At least he knows something.
[link to www.hoax-buster.org]
by NewsWeek and all the rest of the media except the internet. Remember when "the information super highway" was a campaign issue? The Republicans lost that one. It's a shame they couldn't stop it and the above site is a sparkling example of why they would like to censor it now.
It's worse than porn. It has proof the Bible is a hoax.
...so they can get White House sources to give quotes for their stories...
...so they can claim they use "inside information"...
...which is really Bush spin...
...but helps give the reporters "connected" status....
...which makes them valuable tools for disseminating Bush propoganda...
...because White House "aides" can give them quotes...
...while Allen And Wolffe grant the aides anonymity...
See how it works?
portray bush as savvy and on top of the situation. you can take that to the bank.
Dubai Ports World is owned by Istithmar, a privately incorporated (in June 2003) investment holding company based in Dubai.
Months ago Istithmar signed an agreement with UBS Limited to create a derivative instrument, Istithmar Media Investments, that would give Istithmar exposure to Time Warner shares.
Istithmar has hired Time Warner shareholder Carl Icahn as an advisor, and Carl Icahn is presently calling the shots at Time Warner.
Istithmar's subsidiary, Istithmar Media Investments, owns 2.39 percent of Time Warner.
Time Warner of course owns Time Magazine, in addition to CNN, who last week broadcast Wolf Blitzer's Dubai Ports World's salespitch live from Dubai.
Here's a link to confirm the above:
[link to www.boston.com]
That's The Boston Globe, but it's a Reuters story. And that 2.39 percent share of Time Warner equates to 109 million shares; and the story's dated just a month ago.
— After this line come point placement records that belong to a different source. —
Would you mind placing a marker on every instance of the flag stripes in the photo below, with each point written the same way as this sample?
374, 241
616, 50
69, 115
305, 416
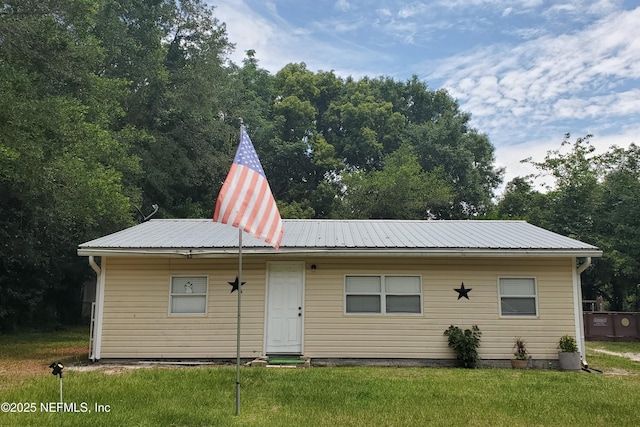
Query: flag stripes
245, 200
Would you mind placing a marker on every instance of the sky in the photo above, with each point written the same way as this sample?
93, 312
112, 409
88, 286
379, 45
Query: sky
528, 71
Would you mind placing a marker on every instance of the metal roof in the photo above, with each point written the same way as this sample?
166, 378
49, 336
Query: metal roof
203, 237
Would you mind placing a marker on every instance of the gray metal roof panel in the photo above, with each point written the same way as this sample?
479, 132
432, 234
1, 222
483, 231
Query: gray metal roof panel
342, 234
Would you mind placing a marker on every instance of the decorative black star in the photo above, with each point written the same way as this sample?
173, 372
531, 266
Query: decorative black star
462, 292
234, 285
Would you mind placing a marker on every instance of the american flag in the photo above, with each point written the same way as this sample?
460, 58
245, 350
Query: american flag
245, 200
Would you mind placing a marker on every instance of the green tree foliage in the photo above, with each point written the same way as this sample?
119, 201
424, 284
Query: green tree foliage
109, 105
400, 190
63, 168
594, 198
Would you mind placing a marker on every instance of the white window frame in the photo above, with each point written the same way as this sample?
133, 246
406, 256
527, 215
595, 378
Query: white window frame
519, 296
383, 295
194, 295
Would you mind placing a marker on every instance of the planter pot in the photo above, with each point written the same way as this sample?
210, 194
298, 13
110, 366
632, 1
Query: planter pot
519, 363
569, 361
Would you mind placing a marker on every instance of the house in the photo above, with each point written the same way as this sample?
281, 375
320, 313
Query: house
336, 290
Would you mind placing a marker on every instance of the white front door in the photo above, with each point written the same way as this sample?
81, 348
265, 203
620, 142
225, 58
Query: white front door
284, 308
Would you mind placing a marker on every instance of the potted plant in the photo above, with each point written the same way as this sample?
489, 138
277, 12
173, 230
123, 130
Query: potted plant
568, 356
520, 352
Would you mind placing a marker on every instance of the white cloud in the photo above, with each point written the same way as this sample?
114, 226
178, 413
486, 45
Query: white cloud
535, 85
343, 5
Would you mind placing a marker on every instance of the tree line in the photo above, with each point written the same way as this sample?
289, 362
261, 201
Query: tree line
108, 107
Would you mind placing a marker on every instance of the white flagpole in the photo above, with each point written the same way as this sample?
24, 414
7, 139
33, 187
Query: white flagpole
239, 311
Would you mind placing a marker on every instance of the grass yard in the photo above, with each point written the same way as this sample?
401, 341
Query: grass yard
364, 396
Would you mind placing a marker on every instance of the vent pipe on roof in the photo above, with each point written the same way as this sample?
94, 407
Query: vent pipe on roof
94, 266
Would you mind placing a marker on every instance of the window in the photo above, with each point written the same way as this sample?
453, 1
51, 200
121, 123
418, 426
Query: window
383, 294
518, 297
188, 295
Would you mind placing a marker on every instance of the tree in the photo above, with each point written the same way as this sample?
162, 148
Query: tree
401, 190
63, 167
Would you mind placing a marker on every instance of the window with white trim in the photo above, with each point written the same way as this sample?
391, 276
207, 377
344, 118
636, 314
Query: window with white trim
383, 294
188, 295
518, 296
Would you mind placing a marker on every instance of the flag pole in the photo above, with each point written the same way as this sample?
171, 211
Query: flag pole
239, 311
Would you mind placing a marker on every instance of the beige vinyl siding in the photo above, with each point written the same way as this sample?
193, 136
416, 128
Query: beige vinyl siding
137, 324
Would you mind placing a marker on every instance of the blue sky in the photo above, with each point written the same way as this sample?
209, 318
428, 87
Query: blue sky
528, 71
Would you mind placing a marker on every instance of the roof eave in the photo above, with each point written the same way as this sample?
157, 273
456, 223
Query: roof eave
342, 252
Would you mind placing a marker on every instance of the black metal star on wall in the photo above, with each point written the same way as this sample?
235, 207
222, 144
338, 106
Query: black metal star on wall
234, 285
462, 292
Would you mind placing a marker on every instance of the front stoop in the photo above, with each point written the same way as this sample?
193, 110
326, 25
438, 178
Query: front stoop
282, 362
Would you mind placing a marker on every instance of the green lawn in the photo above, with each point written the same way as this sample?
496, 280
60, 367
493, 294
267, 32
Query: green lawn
317, 396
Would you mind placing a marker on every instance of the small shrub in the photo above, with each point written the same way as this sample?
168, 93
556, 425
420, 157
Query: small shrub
520, 349
465, 344
567, 344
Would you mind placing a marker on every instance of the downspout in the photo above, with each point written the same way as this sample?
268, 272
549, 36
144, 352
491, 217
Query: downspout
578, 308
97, 327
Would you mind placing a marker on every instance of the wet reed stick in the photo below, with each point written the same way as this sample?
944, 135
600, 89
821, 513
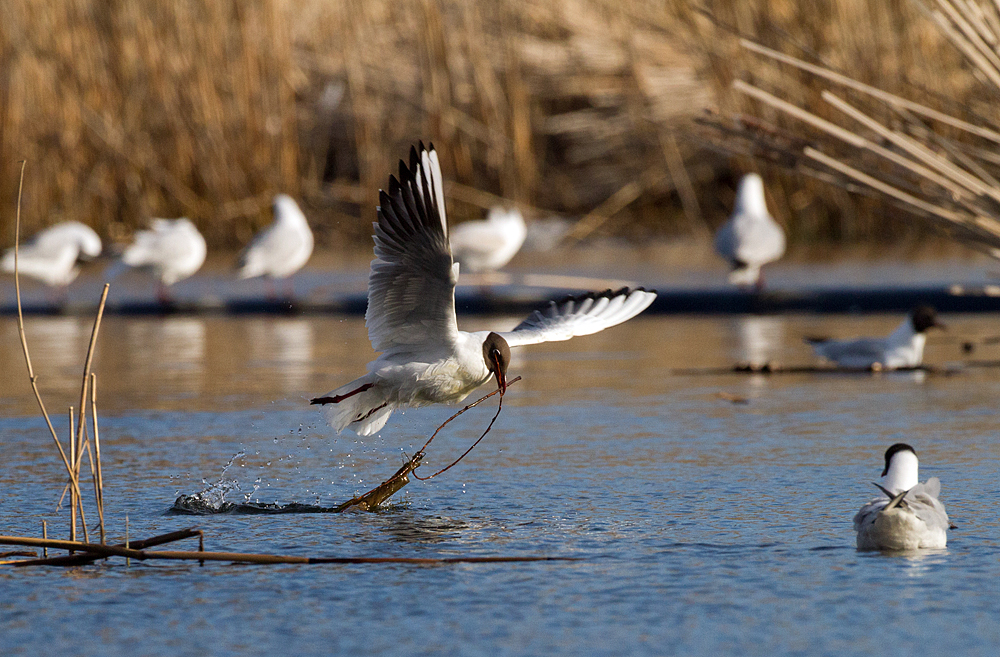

I don't know if that indicates how recently Istithmar Media Investments (again, along with Dubai Ports World, both co-owned by Istithmar) had purchased that stake in Time Warner (and purchased Carl Icahn too), but the purchase may have been specifically in anticipation of the need to spin this 'deal'.
The Bill in the House which is the supplemental that contains the DPW ban is H.R.4939; and if you think that all of that 'deal is dead' noise of last week doused the People's concern on this matter awfully quick, I'm in agreement with you.
A corporate media devoid of ethics, an Administration contemptuous of the People and the Law, and the National Security of our Nation's Ports:
The only thing thing worth a damn here, is that ban attached to that supplemental, H.R.4939.